Low-latency audio isn't easy on Linux even on bare metal; I'm talking low-latency audio, where you're overdubbing material and need sub-50ms delay between inputs and outputs.  I'm running a Tascam US-224 and a US-428 in the special raw USB mode and have achieved 11ms latencies, but that isn't easy.  The preemptive kernel is required for this, and accurate timekeeping is required for this; you even have to turn off CPU frequency scaling to get it to work correctly as the latency goes down.  And the audio latency has to be consistent; one reason pulseaudio is typically tossed out completely and JACK is the audio server of choice.
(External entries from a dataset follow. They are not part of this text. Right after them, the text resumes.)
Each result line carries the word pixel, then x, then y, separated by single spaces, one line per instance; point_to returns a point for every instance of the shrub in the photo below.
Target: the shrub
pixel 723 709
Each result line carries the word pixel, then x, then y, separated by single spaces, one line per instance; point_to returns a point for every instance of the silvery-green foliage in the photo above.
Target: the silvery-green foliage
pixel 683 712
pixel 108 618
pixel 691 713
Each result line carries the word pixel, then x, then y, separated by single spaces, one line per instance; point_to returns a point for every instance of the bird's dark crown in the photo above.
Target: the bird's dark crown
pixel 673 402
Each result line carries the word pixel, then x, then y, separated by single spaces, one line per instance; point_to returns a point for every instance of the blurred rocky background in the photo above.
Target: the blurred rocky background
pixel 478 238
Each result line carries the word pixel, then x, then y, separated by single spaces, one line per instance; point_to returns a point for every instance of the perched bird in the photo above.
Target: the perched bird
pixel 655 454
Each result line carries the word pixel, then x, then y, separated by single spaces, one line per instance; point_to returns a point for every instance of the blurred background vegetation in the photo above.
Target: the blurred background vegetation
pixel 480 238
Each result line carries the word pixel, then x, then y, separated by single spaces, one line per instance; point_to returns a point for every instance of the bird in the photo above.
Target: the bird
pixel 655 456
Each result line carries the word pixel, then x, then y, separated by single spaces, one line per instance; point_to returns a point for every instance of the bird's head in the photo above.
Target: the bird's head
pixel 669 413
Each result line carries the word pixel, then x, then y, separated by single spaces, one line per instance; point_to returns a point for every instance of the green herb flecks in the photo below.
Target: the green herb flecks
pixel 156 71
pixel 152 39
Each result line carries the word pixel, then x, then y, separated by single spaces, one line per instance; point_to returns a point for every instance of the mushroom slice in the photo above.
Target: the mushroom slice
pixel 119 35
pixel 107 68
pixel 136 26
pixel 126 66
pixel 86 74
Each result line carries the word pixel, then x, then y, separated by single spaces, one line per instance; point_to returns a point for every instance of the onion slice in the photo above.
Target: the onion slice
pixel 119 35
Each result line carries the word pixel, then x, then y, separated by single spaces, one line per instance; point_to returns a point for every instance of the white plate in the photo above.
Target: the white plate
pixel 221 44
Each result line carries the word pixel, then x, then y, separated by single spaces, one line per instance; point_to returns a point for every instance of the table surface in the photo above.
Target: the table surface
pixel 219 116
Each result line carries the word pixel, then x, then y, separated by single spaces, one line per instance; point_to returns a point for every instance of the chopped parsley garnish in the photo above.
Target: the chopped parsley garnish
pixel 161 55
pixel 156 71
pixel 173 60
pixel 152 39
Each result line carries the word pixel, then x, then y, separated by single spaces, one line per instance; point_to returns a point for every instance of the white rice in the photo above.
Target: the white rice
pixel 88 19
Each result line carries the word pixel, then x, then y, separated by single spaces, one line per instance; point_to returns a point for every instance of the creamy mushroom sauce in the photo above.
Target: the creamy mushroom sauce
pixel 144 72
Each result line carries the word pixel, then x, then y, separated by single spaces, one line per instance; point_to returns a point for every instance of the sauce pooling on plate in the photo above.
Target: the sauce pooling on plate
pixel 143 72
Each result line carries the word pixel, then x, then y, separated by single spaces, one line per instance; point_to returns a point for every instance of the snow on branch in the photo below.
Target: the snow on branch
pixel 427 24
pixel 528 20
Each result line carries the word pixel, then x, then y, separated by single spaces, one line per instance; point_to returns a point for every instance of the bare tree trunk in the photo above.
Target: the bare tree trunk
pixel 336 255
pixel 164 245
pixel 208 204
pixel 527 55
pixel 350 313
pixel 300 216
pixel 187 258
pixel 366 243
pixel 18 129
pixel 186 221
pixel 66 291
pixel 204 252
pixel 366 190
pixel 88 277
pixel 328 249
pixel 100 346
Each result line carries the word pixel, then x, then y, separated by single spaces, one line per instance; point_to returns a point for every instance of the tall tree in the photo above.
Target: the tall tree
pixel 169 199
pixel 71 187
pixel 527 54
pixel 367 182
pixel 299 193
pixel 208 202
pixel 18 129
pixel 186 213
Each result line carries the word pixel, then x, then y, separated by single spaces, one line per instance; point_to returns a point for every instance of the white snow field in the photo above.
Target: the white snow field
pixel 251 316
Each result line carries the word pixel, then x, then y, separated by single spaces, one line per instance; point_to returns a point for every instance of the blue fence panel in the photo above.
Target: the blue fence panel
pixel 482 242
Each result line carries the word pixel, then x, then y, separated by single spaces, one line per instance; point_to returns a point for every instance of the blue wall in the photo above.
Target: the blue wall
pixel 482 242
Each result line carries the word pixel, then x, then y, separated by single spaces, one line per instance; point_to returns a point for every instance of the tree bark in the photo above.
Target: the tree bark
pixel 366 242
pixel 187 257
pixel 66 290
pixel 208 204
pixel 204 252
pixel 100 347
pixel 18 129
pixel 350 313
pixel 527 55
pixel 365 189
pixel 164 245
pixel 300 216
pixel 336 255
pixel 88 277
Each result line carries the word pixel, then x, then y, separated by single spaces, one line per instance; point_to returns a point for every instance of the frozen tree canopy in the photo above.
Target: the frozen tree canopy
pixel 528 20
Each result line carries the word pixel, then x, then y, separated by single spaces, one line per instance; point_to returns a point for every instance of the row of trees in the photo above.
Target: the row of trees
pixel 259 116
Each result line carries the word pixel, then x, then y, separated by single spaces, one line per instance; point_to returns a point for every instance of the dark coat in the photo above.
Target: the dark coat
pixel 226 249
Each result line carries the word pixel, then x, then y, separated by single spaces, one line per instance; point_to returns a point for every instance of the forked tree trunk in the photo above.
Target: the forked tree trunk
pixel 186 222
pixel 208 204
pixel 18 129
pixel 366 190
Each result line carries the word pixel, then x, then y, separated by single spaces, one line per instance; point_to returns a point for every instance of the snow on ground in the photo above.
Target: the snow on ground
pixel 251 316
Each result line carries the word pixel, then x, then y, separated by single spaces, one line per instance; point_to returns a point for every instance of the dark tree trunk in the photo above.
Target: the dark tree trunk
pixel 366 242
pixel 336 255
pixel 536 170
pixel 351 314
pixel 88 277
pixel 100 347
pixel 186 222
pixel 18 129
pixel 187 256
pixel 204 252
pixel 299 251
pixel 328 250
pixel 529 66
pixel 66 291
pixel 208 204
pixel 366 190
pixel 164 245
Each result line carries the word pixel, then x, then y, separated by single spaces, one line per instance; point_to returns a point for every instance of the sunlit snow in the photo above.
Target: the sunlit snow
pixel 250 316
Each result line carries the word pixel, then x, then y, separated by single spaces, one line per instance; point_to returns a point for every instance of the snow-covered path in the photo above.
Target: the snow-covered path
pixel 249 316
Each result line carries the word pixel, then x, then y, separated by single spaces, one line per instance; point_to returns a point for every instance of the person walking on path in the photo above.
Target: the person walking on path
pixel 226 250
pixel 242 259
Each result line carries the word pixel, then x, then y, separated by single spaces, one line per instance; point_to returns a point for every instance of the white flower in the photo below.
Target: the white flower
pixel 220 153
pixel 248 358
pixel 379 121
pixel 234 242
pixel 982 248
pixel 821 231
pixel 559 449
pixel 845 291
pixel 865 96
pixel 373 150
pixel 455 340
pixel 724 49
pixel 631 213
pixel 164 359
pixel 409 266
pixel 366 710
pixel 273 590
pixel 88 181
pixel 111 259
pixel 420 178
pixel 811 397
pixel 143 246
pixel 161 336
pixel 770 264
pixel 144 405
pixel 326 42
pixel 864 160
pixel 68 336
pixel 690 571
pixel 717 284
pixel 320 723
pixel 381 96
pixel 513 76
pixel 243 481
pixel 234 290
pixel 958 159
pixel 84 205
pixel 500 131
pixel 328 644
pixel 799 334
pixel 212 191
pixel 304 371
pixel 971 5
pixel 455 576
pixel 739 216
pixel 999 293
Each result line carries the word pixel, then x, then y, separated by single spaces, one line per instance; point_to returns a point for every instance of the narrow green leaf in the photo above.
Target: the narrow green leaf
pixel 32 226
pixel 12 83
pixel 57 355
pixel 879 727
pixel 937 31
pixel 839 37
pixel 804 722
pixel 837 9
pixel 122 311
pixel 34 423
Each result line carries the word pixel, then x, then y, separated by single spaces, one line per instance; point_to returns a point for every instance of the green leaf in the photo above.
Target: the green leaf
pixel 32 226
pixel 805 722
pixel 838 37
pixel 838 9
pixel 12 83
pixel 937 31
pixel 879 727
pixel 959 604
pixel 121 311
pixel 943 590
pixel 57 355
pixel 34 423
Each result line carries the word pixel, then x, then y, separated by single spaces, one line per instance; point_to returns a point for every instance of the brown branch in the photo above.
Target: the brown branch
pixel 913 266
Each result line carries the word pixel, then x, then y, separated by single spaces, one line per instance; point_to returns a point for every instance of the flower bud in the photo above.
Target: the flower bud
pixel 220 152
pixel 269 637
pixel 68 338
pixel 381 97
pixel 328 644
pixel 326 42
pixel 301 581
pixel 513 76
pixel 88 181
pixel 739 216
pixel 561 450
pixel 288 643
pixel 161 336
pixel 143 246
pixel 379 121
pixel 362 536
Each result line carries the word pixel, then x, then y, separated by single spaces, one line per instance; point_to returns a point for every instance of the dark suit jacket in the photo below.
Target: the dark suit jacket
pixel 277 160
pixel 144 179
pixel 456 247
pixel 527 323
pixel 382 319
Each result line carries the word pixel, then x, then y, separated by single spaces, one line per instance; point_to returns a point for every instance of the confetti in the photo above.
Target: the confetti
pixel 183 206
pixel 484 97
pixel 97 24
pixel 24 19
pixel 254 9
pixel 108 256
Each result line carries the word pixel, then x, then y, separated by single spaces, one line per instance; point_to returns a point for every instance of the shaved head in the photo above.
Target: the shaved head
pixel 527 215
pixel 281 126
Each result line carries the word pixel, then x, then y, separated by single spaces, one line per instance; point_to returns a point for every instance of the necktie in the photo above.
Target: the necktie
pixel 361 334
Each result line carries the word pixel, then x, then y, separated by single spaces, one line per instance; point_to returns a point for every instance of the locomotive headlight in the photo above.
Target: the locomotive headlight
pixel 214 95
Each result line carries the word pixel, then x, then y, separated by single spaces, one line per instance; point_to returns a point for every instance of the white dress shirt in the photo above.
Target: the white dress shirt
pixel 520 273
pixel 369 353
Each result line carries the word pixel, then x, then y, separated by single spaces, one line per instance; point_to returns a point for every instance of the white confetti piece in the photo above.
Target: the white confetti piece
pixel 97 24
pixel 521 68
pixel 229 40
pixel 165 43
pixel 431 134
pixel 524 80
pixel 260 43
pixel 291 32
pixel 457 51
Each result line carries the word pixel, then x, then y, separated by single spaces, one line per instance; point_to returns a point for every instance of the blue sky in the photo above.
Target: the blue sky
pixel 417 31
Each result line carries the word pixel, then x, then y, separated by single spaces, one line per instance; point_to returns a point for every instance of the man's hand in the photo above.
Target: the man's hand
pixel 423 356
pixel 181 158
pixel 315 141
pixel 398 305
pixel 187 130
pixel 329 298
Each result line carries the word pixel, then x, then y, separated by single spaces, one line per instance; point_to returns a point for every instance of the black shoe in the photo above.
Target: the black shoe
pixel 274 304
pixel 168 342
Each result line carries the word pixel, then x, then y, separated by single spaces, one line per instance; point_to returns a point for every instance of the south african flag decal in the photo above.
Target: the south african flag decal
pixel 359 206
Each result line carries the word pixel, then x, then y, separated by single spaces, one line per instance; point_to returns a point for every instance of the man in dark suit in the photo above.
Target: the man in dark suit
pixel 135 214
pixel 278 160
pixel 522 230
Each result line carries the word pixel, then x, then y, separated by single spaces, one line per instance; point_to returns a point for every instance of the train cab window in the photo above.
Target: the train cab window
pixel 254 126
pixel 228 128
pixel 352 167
And I'm not talking about a small number of ins and outs; with RME Hammerfall equipment and outboard converters you could easily have 32 or more tracks in and that many out running concurrently.  You could have Ardour/Mixbus running 40 tracks with 8 or 16 or more recording while the others are playing in an overdub session, and latency must be hard-realtime controlled (otherwise the performers doing the overdub are going to strangle the engineer....).  Since the DSP plugins are running in real-time as well, you end up with quite a load, and it has to be hard realtime when you get to that many tracks.

CentOS is used quite heavily in these circumstances, incidentally, because of the history of reliability and solid version stability; the hard part becomes getting newer versions of software running.

The other application I thought about last night is NTP stratum 1 and 2 disciplined clocks where the 1pps output from a GPS receiver is used along with the timecode coming down the serial.  I have yet to find any virtualization solution that keeps well enough time to be an NTP server at all, much less stratum 1 or 2.